New START Resolution of Ratification (Why Not a CEA?)

New START Resolution of Ratification (Why Not a CEA?)

The draft Resolution of Ratification for the New START treaty approved last week by the Senate Foreign Relations Committee is now up on Senator Richard Lugar’s webpage.  It contains all sorts of required certifications, reports, and briefings.  I can’t tell if any of it is really significant by way of constraint.  (Lugar claims in his press release that the required certification of capacity to monitor for Russian noncompliance is unprecedented; presumably, that capacity exists.)  I assume the Democrat acceptance means that the President is on board, on both policy and constitutional fronts.
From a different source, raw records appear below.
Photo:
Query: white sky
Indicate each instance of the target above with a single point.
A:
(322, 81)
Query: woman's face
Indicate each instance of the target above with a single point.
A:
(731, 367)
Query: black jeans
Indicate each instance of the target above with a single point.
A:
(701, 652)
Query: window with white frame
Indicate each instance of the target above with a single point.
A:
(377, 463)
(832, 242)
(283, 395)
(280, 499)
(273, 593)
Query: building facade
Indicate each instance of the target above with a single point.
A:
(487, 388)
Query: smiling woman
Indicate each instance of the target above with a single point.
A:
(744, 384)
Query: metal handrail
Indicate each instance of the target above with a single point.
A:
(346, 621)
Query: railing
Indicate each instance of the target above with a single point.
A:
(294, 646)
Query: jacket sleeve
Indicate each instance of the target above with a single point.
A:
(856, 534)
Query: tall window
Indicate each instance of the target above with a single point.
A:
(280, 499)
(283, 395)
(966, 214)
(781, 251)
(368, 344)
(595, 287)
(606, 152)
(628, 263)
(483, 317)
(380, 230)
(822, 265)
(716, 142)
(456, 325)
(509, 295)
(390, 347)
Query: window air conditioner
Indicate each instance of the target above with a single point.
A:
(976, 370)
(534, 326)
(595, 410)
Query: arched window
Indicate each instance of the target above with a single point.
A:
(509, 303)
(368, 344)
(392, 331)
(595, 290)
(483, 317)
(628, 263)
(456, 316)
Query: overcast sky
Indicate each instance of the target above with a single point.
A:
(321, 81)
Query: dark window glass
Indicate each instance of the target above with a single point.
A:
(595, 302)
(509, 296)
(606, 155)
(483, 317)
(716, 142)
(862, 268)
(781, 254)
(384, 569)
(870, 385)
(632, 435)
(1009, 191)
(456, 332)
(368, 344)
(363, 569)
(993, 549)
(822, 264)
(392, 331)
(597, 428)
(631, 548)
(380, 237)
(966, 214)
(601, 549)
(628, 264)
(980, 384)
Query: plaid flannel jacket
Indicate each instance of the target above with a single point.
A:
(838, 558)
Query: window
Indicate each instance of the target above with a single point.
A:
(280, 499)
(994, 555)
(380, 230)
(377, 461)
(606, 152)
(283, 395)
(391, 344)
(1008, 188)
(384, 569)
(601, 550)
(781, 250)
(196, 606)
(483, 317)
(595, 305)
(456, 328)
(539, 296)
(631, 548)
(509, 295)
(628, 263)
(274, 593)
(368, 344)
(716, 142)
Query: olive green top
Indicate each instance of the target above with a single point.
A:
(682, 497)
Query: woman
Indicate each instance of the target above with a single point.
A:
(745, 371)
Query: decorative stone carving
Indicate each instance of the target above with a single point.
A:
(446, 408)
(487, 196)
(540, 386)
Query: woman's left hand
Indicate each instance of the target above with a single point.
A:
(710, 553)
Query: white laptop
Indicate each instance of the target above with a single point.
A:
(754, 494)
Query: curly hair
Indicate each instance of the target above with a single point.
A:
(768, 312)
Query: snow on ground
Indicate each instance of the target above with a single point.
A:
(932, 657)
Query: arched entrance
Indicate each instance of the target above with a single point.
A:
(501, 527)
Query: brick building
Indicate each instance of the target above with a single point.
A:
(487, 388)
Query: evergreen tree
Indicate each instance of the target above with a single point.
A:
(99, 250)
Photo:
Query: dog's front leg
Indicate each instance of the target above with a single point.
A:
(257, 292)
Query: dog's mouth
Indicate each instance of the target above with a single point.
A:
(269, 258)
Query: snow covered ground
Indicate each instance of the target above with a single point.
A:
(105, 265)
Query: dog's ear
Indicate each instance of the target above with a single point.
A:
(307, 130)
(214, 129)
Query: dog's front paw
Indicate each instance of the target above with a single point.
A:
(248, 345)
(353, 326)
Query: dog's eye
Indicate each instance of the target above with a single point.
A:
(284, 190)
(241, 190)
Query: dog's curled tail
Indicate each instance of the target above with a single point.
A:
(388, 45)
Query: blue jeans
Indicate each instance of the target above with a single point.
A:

One provision that isn’t new but is meaningful: the closing declaration that all arms control agreements shall be undertaken only as article II treaties, something now boilerplate in all such resolutions.  You have to wonder if the Administration didn’t consider going the congressional-executive agreement route on this.  It would surely have been easier to get the simple bicameral majority than supermajority Senate approval, and they would have had some pedigreed academic work by way of ammunition.  But in the end it probably wasn’t worth a constitutional showdown; the result is a landscape in which congressional-executive agreements are acceptable for some types of agreements, but not others.  Full interchangeability may come some day, but we’re not there yet.